これは、同業者として聞いてはいけない事だ。
「いえ。何でもありません」
「気にする事はない。それに、君になら言っても口外しないだろう。もって三年だ」
三年。それは長いのか、それとも短いのか。拝み屋、退治屋としてみれば彼はすでに三十を過ぎているから引退してもおかしくはない年齢であるのだけれど。
それ以上に彼の身体は、侵食されている。
「解かないのですか?」
「絆は切れないらしい」
上手い事を言ったつもりなのでしょうかね。
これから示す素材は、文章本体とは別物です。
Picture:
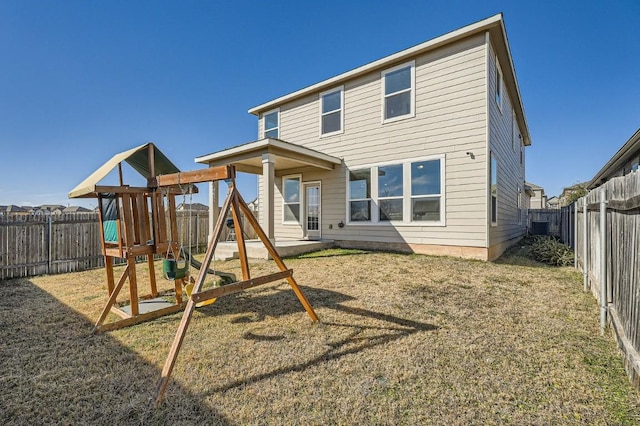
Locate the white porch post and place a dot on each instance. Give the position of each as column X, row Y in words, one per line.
column 268, row 182
column 214, row 208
呪いで繋ぐ絆なんて、そんな物ならなくても良いぐらいだと思うのですが。それでも本人が解く事を求めないのならば他人がどうこうできる問題ではないわけで。
「生きていられるのは」
「もう少し長いと思うがね。先ほど話した内部の結界が、ぼろぼろなんだ。この年齢ではもう構築し直す事に耐えられないだろう」
肉体を構築する結界。八卦。私の伝手を探した所でそんな事が出来るのは数少ない。その上その数少ない人たちは彼と敵対関係にある。
「修復程度ならば」
「無理だ。里へ行く事も考えたが、やはりこれは僕の咎だ。それを捨てる事なんて、とんでもないよ」
彼が自身の胸へ手を当てたのが分かる。強情な人だ。けれど、そういう所に私は惹かれたのでしょうね。……心変わりさせる事の出来ない自分が情けなくなりますけれど。